April 27, 2016 12:53 pm

What the frackers are doing is extracting the gas from a coal seam, so that it can be used as an energy source. Until the coal-bed methane (“coal-seam gas” if you’re in Oz) business got started, coal was usually extracted in underground mines. As the coal was opened up, methane would seep out continuously, and sometimes quite violently. It all went to waste in the atmosphere. Methane is why underground coal mining was such an unbelievably hazardous way of life. I would guess (in the absence of taking the time to look it up) that the overwhelming majority of coal mine accidents have been gas-related rather than ground collapse incidents.
Now, after the gas has been leaked off by the evil frackers, the (more or less) gas-free coal can be mined safely, and all its contained energy is put to use.

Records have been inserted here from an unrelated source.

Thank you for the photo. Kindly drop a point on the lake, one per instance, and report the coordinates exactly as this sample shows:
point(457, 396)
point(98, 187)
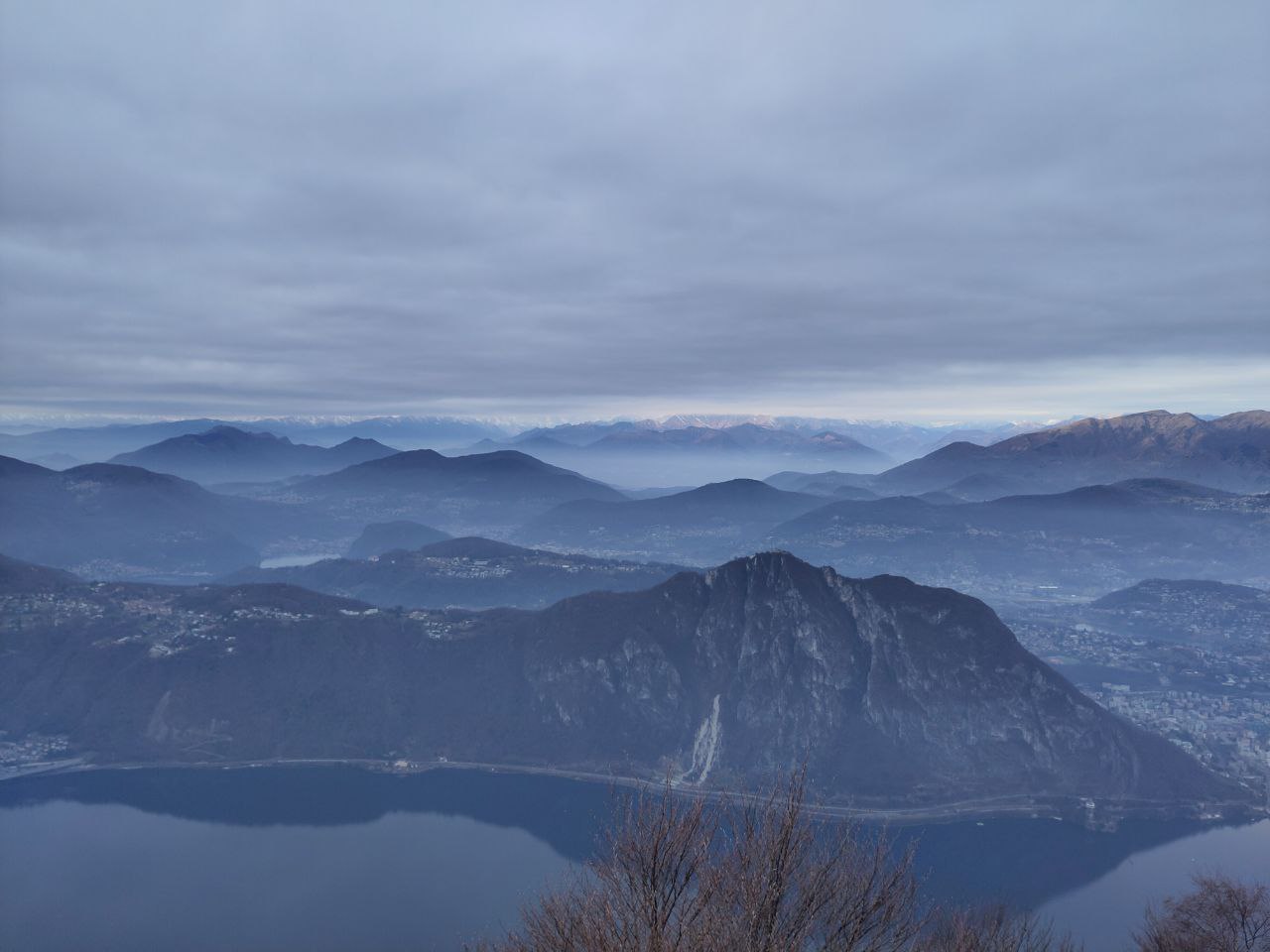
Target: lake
point(340, 858)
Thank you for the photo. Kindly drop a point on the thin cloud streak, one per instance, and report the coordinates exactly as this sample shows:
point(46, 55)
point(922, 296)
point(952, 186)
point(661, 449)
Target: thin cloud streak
point(568, 209)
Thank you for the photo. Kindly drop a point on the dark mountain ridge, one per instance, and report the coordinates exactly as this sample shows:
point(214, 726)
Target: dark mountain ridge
point(230, 454)
point(1078, 540)
point(479, 494)
point(707, 524)
point(892, 694)
point(467, 572)
point(108, 521)
point(1229, 452)
point(381, 537)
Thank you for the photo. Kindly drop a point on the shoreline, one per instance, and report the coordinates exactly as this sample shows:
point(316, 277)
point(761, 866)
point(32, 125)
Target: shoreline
point(1087, 811)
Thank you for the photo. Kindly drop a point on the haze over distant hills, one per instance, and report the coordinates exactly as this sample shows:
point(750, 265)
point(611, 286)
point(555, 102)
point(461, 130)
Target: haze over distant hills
point(703, 525)
point(1191, 611)
point(1080, 540)
point(100, 443)
point(648, 453)
point(1230, 452)
point(230, 454)
point(662, 453)
point(890, 693)
point(112, 521)
point(381, 537)
point(463, 572)
point(476, 494)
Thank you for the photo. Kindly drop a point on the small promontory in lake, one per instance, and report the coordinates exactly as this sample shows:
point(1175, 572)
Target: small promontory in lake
point(893, 696)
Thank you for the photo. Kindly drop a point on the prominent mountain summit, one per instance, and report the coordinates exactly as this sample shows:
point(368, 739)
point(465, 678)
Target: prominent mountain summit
point(893, 694)
point(1230, 452)
point(230, 454)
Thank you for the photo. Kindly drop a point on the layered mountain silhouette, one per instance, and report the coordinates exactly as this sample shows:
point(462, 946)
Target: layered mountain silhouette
point(476, 494)
point(1192, 611)
point(100, 443)
point(643, 453)
point(382, 537)
point(114, 522)
point(890, 693)
point(1080, 540)
point(1230, 452)
point(465, 572)
point(707, 524)
point(231, 454)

If I remember right, the earliest coal-bed methane operations just let the gas out to the atmosphere or flared it off. It was simply a way of making the coal safe for mining. Now it’s used as an energy source.
Obviously, the rocks above this particular NSW coal seam must contain a lot of natural fractures, hence the natural methane leaks. So instead of just leaking away, the methane is being used. I wonder why this is considered a bad thing?